Os empresários curitibanos Arion Cruz Santos e Solano da Ros, que tiveram prisão decretada pela Justiça de Londrina no dia 4, acusados de participação no desvio de R$ 1,7 milhão da prefeitura, continuam foragidos. Ontem, policiais do Grupo Especial de Repressão ao Crime Organizado (Gerco) que trabalham em investigações para a Promotoria de Investigações Criminais (PIC), continuaram as buscas, mas as tentativas foram infrutíferas.
O delegado-geral da Polícia Civil, Leonyl Ribeiro, disse à Folha que o mandado com o pedido de prisão ainda não chegou às suas mãos. ‘‘Verifiquei junto à Delegacia de Vigilância e Capturas, para onde a ordem do juiz Arquelau deve ter sido enviada, mas até o momento não foi registrada a entrada do documento’’, disse.
Também continuam foragidos o ex-secretário de Governo de Londrina Gino Azzolini Neto e o ex-tesoureiro da campanha de Antonio Belinati Cassimiro Zavierucha (Carlos Júnior). Eles também foram denunciados pelo Ministério Público (MP) por participação nos desvios.

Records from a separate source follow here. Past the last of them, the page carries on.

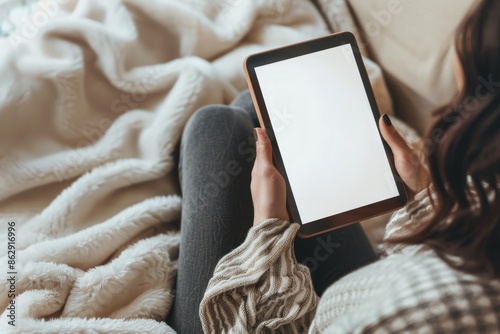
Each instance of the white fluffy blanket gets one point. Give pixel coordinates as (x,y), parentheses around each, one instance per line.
(94,96)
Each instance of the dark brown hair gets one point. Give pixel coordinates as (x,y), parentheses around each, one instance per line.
(464,161)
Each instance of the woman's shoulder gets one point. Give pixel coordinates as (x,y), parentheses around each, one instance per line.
(410,292)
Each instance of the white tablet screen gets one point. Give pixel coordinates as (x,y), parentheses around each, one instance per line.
(333,155)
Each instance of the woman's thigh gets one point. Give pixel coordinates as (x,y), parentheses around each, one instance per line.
(216,159)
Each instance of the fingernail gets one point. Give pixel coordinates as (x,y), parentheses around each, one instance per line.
(387,120)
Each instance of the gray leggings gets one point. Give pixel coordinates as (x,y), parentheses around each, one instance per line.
(216,158)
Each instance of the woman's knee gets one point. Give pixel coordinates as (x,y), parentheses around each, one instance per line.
(219,123)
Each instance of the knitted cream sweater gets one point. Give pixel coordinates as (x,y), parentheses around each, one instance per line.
(259,287)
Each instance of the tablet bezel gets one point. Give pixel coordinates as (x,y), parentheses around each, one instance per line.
(345,218)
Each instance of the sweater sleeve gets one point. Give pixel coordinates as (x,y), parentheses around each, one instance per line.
(259,286)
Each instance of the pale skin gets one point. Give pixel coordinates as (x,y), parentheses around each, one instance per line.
(269,189)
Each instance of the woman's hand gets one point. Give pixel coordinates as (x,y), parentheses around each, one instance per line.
(412,172)
(268,186)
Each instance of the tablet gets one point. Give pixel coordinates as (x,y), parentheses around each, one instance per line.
(316,103)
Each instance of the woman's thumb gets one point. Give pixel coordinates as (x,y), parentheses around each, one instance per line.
(263,146)
(397,143)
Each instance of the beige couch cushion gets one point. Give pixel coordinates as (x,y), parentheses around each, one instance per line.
(413,42)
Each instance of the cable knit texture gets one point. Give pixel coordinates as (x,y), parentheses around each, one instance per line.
(260,287)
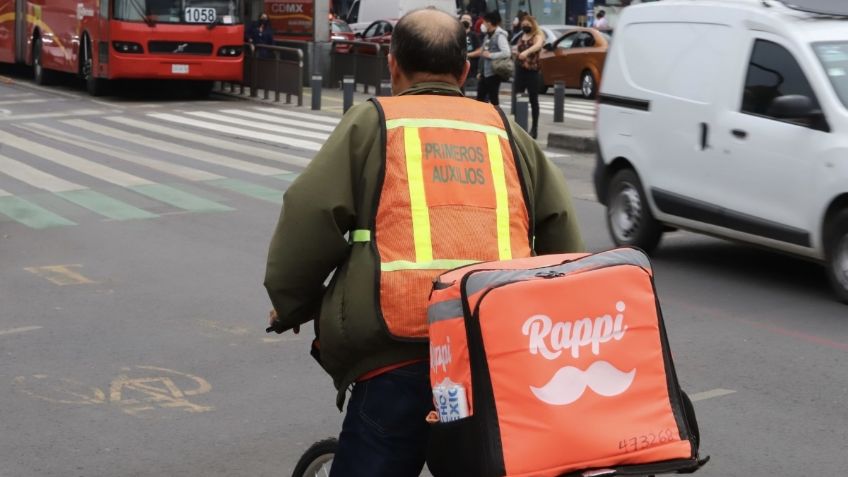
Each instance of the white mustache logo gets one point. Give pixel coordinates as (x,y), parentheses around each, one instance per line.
(569,383)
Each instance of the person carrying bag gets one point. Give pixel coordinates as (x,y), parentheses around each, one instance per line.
(496,65)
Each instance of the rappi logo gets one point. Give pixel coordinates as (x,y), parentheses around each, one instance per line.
(551,339)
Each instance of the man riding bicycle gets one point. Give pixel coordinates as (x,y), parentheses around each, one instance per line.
(404,189)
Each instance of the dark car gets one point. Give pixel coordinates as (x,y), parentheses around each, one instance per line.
(341,31)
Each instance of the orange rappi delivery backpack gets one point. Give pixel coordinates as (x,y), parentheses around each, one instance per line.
(555,365)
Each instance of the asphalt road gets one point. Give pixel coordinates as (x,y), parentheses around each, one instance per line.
(132,311)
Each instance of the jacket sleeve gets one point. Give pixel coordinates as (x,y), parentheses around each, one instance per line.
(318,211)
(503,45)
(556,227)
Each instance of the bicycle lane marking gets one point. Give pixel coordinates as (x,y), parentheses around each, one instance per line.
(22,329)
(135,391)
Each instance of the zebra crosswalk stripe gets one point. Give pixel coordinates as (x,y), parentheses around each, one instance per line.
(29,214)
(75,193)
(34,177)
(62,158)
(225,145)
(182,172)
(300,115)
(258,125)
(239,132)
(203,156)
(297,123)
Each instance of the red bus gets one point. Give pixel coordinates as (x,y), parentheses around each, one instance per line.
(101,40)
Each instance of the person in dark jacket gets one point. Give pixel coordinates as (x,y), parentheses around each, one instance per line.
(260,33)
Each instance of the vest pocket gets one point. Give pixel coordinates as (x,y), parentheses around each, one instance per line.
(454,449)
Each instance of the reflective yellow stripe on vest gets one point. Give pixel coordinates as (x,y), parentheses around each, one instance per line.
(418,198)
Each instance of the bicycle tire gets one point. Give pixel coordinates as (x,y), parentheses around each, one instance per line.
(316,461)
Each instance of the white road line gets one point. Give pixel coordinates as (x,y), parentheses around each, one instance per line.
(300,123)
(34,177)
(296,114)
(213,142)
(85,166)
(714,393)
(22,329)
(16,95)
(256,125)
(22,101)
(239,132)
(169,147)
(170,168)
(29,117)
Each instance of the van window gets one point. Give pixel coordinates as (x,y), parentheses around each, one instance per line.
(679,60)
(772,72)
(834,59)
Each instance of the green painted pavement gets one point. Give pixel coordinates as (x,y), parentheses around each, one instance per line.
(180,199)
(289,176)
(249,189)
(29,214)
(105,205)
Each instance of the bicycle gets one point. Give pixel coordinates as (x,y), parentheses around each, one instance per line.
(317,460)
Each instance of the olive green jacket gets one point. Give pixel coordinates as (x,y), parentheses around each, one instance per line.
(335,195)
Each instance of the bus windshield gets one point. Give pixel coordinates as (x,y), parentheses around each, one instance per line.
(224,12)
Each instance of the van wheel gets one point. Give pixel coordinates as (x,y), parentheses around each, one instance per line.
(837,255)
(41,76)
(588,85)
(629,217)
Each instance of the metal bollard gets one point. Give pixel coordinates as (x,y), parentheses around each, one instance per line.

Ontem, o promotor da 4ª Vara Criminal de Londrina, Sérgio Siqueira, pediu que um cardiologista e um patologista façam exames para comprovar o estado de saúde do ex-presidente da Sercomtel Rubens Pavan. O objetivo é oficializar a justificativa da prisão domiciliar de Pavan, que obteve o direito de permanecer em seu apartamento alegando problemas de saúde. Recentemente, ele foi submetido a uma cirurgia do coração, porém um dia antes de ser preso comunicou à Sercomtel que estava apto a retomar seu cargo de advogado na empresa. (Colaborou Lino Ramos, de Londrina)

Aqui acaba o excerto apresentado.